The key point of this code is to avoid directly exposing the lock itself: we must not allow external callers to access it, and we must atomically release the lock after mutating the protected value. The underlying rationale is that we must not allow a coroutine to “sleep” while holding the lock, as this guarantees that no deadlocks will occur, because:

  • If a coroutine holds the lock, it will not “sleep”, because the code change_inner is structured to avoid calling .await while the lock is held. Moreover, the executor thread will not sleep either, since it is not waiting on any condition.
  • If a coroutine does not hold the lock, it can eventually acquire it, because the current holder will release the lock promptly. And of course, the lock is released before any suspension point.

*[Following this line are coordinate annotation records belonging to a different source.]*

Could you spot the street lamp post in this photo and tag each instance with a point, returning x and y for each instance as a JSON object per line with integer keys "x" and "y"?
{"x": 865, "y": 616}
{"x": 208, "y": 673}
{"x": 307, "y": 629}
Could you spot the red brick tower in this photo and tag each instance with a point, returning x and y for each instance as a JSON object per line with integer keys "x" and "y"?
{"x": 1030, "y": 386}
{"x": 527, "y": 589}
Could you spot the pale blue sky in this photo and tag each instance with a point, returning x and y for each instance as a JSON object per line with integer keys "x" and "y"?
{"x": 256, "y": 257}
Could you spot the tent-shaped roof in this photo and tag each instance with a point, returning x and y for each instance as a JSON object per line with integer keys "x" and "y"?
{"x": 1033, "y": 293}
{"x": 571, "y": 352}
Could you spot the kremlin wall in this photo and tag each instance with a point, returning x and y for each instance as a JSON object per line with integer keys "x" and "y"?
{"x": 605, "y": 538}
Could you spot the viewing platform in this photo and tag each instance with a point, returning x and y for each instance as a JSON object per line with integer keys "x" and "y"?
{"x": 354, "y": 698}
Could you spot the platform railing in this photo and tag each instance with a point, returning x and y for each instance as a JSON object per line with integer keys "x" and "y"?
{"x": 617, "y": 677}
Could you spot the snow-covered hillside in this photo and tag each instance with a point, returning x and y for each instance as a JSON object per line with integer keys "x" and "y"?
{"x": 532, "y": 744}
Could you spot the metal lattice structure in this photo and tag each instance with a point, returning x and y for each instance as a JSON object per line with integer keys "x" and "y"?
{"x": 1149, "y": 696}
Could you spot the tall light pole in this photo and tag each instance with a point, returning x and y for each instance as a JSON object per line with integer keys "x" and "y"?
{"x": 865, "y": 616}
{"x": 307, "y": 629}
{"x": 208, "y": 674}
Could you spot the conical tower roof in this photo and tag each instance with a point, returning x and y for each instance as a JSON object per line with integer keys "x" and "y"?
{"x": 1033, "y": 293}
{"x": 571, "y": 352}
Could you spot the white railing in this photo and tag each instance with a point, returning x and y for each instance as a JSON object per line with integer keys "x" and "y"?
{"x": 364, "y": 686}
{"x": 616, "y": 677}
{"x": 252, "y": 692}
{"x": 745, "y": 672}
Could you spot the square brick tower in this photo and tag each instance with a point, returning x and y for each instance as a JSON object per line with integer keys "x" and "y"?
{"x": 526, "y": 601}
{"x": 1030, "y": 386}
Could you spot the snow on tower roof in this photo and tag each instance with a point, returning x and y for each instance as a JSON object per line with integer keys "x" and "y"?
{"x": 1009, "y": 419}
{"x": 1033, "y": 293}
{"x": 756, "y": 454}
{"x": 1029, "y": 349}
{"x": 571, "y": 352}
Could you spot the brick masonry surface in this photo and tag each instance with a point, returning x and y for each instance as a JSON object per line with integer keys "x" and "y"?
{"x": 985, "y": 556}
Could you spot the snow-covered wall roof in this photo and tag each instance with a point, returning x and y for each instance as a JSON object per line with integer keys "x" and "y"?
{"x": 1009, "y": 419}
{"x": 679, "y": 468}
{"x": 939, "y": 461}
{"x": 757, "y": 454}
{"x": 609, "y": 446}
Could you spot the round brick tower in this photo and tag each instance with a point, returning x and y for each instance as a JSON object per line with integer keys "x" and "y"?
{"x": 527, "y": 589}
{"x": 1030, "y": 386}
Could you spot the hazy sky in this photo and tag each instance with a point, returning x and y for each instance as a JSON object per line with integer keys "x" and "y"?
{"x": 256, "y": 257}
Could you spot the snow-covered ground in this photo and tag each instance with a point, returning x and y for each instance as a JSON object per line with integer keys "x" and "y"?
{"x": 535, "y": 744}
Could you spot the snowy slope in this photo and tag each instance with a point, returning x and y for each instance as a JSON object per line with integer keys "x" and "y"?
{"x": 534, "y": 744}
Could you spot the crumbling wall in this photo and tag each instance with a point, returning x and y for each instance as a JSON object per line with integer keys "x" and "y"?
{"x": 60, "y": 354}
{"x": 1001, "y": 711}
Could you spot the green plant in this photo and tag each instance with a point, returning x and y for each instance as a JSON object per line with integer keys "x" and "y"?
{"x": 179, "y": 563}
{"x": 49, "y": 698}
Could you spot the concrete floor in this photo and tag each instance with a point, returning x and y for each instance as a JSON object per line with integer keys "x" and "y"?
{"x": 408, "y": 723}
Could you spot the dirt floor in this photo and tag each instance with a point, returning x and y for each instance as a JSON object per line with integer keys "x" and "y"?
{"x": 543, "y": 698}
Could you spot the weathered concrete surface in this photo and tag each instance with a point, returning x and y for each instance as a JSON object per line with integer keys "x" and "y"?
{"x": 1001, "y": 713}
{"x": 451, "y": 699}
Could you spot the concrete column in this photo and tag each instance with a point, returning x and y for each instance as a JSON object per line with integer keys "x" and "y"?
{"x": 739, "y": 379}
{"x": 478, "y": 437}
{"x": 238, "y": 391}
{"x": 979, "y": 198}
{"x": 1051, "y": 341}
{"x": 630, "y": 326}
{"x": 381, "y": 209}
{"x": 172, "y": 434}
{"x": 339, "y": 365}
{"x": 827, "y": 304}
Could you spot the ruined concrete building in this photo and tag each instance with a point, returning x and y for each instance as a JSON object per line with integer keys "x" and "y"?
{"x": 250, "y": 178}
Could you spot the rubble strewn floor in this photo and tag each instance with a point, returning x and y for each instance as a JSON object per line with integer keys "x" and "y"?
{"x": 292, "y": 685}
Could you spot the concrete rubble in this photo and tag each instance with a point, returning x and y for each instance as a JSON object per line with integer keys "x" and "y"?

Implementing an “incomplete” actor mode

In the traditional actor model, each actor node encapsulates its own private data. However, this model is difficult to implement because:

  • To rebalance data across nodes, we must introduce new message types and corresponding handlers.
  • Inspecting the internal state of actor nodes is difficult.

So, as a simpler alternative, we can:

  • Use a concurrent hash map to store all data, with each actor node mutating a portion of the map.
  • Allow other components to read or inspect entries in the concurrent hash map. Such inspectors can not mutate the entries, and their accessment must be atomic.

A preferred candidate for the hash map is DashMap. Although this structure frees us from requiring &mut self, most of its methods return a Ref or RefMut that holds a lock guard, so incorrect usage can lead to deadlocks. The following codes shows a simple example.

1
2
3
4
5
6
7
8
9
10
11
12
13
#[test]
fn test_dashmap() {
let map = DashMap::new();
map.insert(1, 1);
map.insert(2, 2);

for entry in map.iter() {
println!("{} -> {}", entry.key(), entry.value());
map.insert(3, 3);
}

println!("test end");
}

There is a simple yet effective way to detect potential issues in our code: use #[tokio::test] instead of #[tokio::test(flavor = "multi_thread")]. With the single-threaded runtime, the program will fail immediately if a coroutine “sleeps” while holding a lock.

The linking problem

FFI

TODO

How to support TLS?

TODO

Online config change

There are some ways to update configs without restarting the program:

  • For every actor, introduce a new UpdateConfig event, and handle it in the message loop.
  • Using arc_swap.

I don’t think the service itself should persist the updated configuration to the config file. Instead, this should be handled by the operator.